When components are arranged in parallel (a request succeeds if any one of them is available), the system availability improves:

Availability (parallel) = 1 − (1 − A)^n

Two 99.9% components in parallel gives 1 − (0.001)² = 99.9999% — drastically better. This is the mathematical justification for redundancy: parallel components multiply availability.
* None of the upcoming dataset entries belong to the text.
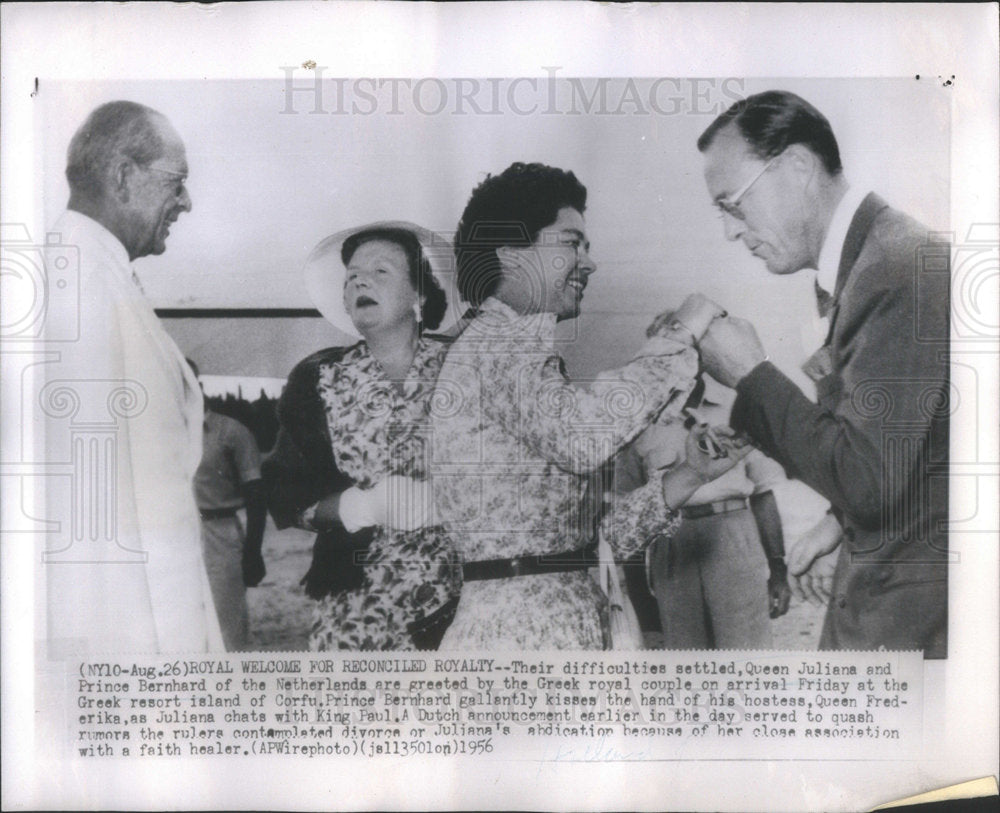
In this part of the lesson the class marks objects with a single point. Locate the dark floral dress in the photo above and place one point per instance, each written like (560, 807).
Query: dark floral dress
(345, 423)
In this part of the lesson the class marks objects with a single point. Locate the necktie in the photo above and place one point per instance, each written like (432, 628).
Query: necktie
(135, 279)
(824, 301)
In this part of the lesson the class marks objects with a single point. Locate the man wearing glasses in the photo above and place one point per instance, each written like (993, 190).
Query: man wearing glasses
(125, 572)
(876, 443)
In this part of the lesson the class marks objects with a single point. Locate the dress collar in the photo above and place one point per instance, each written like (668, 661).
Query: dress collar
(497, 318)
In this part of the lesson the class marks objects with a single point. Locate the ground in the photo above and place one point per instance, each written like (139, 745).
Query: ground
(280, 612)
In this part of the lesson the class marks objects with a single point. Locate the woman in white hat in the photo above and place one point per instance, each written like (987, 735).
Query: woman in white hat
(350, 463)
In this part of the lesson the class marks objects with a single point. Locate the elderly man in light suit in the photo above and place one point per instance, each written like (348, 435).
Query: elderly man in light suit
(876, 443)
(126, 574)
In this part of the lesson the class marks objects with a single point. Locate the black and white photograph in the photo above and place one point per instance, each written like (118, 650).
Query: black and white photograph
(596, 420)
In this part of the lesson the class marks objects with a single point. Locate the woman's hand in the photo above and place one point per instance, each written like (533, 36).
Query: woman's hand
(396, 502)
(711, 452)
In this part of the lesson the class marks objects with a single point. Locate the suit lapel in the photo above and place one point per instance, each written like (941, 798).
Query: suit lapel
(861, 224)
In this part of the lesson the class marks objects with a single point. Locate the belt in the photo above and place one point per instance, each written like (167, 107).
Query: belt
(709, 508)
(218, 513)
(528, 565)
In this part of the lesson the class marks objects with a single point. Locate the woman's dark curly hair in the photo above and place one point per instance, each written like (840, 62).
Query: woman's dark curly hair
(435, 303)
(509, 209)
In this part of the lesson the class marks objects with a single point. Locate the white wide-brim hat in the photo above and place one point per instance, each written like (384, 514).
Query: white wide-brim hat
(324, 271)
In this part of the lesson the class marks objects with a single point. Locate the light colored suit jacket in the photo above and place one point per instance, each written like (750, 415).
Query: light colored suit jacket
(123, 416)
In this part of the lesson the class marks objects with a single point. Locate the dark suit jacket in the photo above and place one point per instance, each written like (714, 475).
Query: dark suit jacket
(876, 444)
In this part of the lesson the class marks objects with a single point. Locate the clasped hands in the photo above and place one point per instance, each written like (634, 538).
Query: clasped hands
(396, 502)
(729, 347)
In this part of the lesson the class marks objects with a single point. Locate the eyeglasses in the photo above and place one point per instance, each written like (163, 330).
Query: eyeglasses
(731, 205)
(172, 173)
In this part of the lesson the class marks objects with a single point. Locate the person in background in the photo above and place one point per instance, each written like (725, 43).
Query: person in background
(722, 576)
(876, 443)
(350, 462)
(139, 584)
(228, 480)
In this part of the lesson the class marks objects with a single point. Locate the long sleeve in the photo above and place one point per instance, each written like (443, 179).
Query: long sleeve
(579, 427)
(635, 519)
(301, 471)
(888, 381)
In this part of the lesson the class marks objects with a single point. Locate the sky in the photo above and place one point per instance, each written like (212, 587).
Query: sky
(277, 164)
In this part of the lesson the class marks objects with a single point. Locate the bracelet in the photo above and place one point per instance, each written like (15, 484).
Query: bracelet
(677, 325)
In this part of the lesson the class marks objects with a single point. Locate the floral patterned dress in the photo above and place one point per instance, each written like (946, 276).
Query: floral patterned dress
(374, 428)
(513, 443)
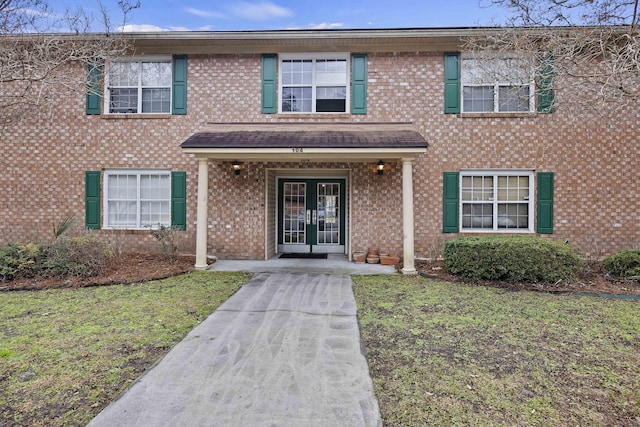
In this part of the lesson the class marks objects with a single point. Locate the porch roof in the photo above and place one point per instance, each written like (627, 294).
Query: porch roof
(308, 141)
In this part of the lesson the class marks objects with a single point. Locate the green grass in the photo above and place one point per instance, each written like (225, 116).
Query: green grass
(65, 354)
(455, 354)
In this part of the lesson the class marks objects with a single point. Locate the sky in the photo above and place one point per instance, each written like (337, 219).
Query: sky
(230, 15)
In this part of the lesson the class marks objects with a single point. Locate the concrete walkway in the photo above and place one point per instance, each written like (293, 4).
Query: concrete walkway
(283, 351)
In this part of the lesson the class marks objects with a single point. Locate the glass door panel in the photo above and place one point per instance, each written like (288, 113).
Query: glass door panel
(328, 195)
(294, 212)
(311, 215)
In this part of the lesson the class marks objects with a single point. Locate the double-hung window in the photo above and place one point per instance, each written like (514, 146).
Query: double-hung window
(139, 86)
(137, 199)
(314, 83)
(496, 84)
(496, 200)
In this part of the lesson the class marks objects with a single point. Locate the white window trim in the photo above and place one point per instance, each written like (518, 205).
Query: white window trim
(105, 198)
(496, 84)
(499, 172)
(496, 99)
(314, 56)
(139, 59)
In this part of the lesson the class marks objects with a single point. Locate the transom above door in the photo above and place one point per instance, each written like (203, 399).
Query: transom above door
(311, 215)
ConfigurationComponentsIndividual availabilitySystem availability
Series299.9%99.8%
Series399.9%99.7%
Parallel299.9%99.9999%
Parallel399.9%99.9999999%

Availability in System Design

When designing a system for high availability, work through each layer and eliminate SPOFs:

Web/Application Tier

Run multiple stateless application servers behind a load balancer. Stateless means any request can be handled by any server — no session state stored locally. The load balancer health-checks all instances and removes failed ones. Use multiple load balancers in active-active or active-passive configuration to avoid making the load balancer itself a SPOF.

Database Tier

Use primary-replica replication with automatic failover. A cluster manager (like Patroni for PostgreSQL or MHA for MySQL) monitors the primary and promotes a replica if it fails. For extreme availability requirements, use multi-primary setups or globally-distributed databases (CockroachDB, Spanner).

Data Center / Region

A single data center is a SPOF. Natural disasters, power grid failures, and major hardware faults can take an entire facility offline. For four-nines or better availability, deploy across multiple availability zones within a region. For five nines or better, deploy across multiple geographic regions with traffic failover at the DNS or load-balancer level.

DNS

DNS failures can make your service unreachable even if all your servers are healthy. Use a highly-available DNS provider (AWS Route 53, Cloudflare) with health-check-based routing. Configure a low TTL on DNS records used for failover so clients pick up changes quickly.

💡
In System Design Interviews

State your availability target early (“we need 99.99% uptime”) and then derive architectural decisions from it. Identify SPOFs at each layer and explain how you eliminate them. Mention the parallel availability formula to justify redundancy. Distinguish between active-active and active-passive for different tiers — stateless web servers are active-active, primary databases are typically active-passive. Bring up the consistency trade-off if asked about multi-region designs. Interviewers look for systematic thinking about failure modes, not just a checklist of “add more servers.”